Hania Amir, Kubra Khan, Iqra Aziz at Parde Mein Rehne Do premiere

Aladin
Directed by: Sujoy Ghosh
Producer by: Sujoy Ghosh, Sunil A. Lulla
Starring: Amitabh Bachchan, Sanjay Dutt, Ritesh Deshmukh, Jacqueline Fernandez, Saahil Khan, Arif Zakaria, Siddharth Sharma, William Ong, Juhi Chawla, Sameera Reddy
Music Dir: Vishal Dadlani, Shekhar Ravjiani.

The fable is inspiring but this movie is formulaic! As the story goes, classmates of the orphaned Aladin Chatterjee (Riteish Deshmukh) make fun of this man with the name of a fabled guy who could make genies emerge.

Aladin bears the brunt of bullies for a long time until one day the genie (Amitabh Bachchan) does come out of the lamp only to grant the last three wishes before the genie retires! Aladin disappoints by using the magic only to win his college dream girl Jasmine (Miss Sri Lanka Jacqueline Fernandez). Aladin likes her but can't find it in him to approach Jasmine. And, this is where the movie precisely turns typical Bollywood.

Director Sujoy Ghosh says he conceived the plot during a chat a year ago with Riteish who later took the script and got an okay from Big B for Genie. Proposed lead Genelia D'souza couldn't match Amitabh's dates, so Jacqueline perfectly fit in.

The movie has a great name for a villain, playing Ringmaster (Sanjay Dutt). This character of an ex-genie wants to use the magic of the lamp for himself over humankind is baffooney and comic but doesn't really suit the otherwise hilariously cool actor of the 'Munnabhai' fame.

Sujoy tries his own interpretation and cinematic language to adapt from the original story and character of Aladin. Some might describe the flick as a contemporary adaptation of the Arabian Nights. Characterizations of Marjina and Qasim are loosely derived from another popular Arabian Nights story Alibaba and the Forty Thieves.

A female frog serves as a reference to the fable of The Frog Prince. At times and in places, the direction is vibrant in depiction. But, in some places, like characters of the Ringmaster's crew seem just picked up from movies like Wolverine. The movie's USP seems to be Big B's frequent delivery of the dialogue "Kya Hukum Hai Mere Akka". And, the dazzling Jacqueline is quite an eye-catcher.

Bound Script' (that's Sujoy's banner name) writers - Sujoy Ghosh, Ritesh Shah and Suresh Nair - have pretty much put together an assortment of Bollywood clichés. It's the typical romance plot to woo the girl, mixed with the underdog story and the stereotypical villains.

There is many a glimpse of other Bollywood flicks - in terms of scenes, songs and even plots. There's too much of song and dance and Vishal-Shekhar's musical score is just passable. Riteish fits the character, as envisaged perhaps and because he is so capable of those expressions.

But, there's no real imagination in his role. Amitabh is a good but loud Genie. Sanjay Dutt does not amuse beyond a limited extent. Jacqueline Fernandez is but only absolutely stunning to give Kareena and Katrina a run-for-money through her gorgeous looks.

The plot is puzzling and the storytelling muddled with lots of disconnects between onscreen happenings and some comet that could make anyone who touches its shadow indestructible. The Ringmaster with jokers, giants, fire-eaters etcetera are not funny or scary.
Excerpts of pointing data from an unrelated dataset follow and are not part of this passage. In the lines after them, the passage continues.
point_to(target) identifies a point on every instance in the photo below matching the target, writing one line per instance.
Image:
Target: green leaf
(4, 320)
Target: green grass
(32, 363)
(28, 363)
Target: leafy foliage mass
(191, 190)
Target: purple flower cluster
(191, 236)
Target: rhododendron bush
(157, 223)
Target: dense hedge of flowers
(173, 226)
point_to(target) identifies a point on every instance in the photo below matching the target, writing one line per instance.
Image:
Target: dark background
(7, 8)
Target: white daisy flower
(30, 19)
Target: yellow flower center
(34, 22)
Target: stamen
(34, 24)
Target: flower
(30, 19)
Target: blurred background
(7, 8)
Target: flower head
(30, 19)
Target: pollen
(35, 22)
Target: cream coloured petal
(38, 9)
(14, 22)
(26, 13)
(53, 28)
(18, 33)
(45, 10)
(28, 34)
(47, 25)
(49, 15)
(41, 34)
Special effects may be Hollywoodian but don't do much when one sees Amitabh mutate into a lion, Riteish into a donkey and an inflated rubber doll, Dutt into a face in the mirror and leaping up to clench a comet. Vishal-Shekhar, the currently in-form music duo, didn't really churned out anything unusual in 'Aladin'.
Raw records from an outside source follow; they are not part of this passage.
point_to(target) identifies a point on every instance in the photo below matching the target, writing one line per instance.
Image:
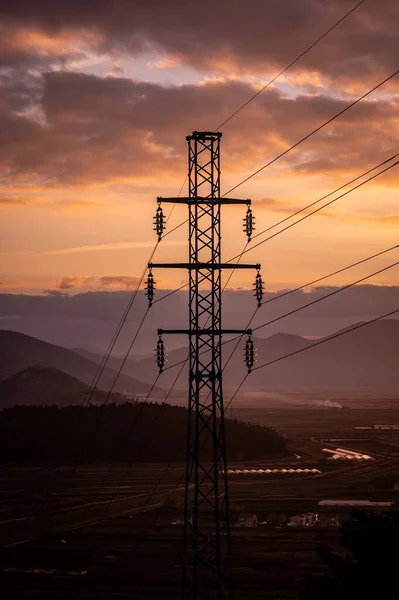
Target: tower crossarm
(200, 266)
(205, 331)
(201, 200)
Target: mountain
(39, 385)
(114, 362)
(365, 359)
(132, 432)
(20, 351)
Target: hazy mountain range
(362, 360)
(19, 352)
(88, 320)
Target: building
(248, 520)
(304, 520)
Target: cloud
(245, 39)
(119, 281)
(68, 283)
(111, 246)
(98, 131)
(54, 293)
(69, 312)
(79, 283)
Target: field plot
(82, 533)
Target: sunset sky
(97, 98)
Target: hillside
(39, 385)
(365, 359)
(20, 351)
(133, 432)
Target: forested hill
(133, 432)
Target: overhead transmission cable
(246, 249)
(313, 132)
(313, 212)
(271, 81)
(183, 363)
(284, 357)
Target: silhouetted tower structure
(207, 544)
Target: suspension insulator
(150, 288)
(258, 289)
(159, 222)
(249, 354)
(160, 354)
(249, 224)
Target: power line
(284, 357)
(352, 265)
(306, 137)
(341, 187)
(333, 293)
(327, 339)
(239, 337)
(301, 287)
(313, 212)
(246, 249)
(289, 66)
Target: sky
(97, 98)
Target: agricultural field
(100, 532)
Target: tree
(368, 569)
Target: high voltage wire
(288, 150)
(384, 162)
(184, 362)
(246, 249)
(352, 265)
(126, 312)
(282, 154)
(115, 337)
(284, 357)
(306, 137)
(289, 66)
(313, 212)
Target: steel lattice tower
(207, 544)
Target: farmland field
(81, 531)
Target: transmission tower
(207, 543)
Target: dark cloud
(228, 35)
(120, 281)
(95, 129)
(361, 302)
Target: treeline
(133, 432)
This Rs. 400 million or $ 10 million movie does show mettle in the VFX effects supervised by Charles Darby (Matrix, Harry Potter). There are some decently done sequences. Sabu Cyril's art direction gives a fantasy feel to the hill-station town setting.

To sum up, Aladin may go down as a big let down from director Sujoy Ghosh. To be honest, the Genie played by Big B, Ringmaster by Sanjay Dutt, Aladin by Riteish and Jasmine by the glamorous Jacqueline don't create as much magic as expected from them.

The two tall guys of Bollywood, Amitabh and Sanjay, have perhaps for the first time failed the audience by an ordinary performance. The role just doesn't fit for Amitabh's personality. Nor does Sanjay Dutt play a good joker or a villain. Jacqueline seems a sexy model but fails in debut acting.

The movie may fare well at least initially because of its promotion spree by Big B himself and due to director Sujoy Ghosh's past name. Eros has released it with 70 prints in the Delhi-Uttar Pradesh territory. But, this 'Aladin' lacks the magic.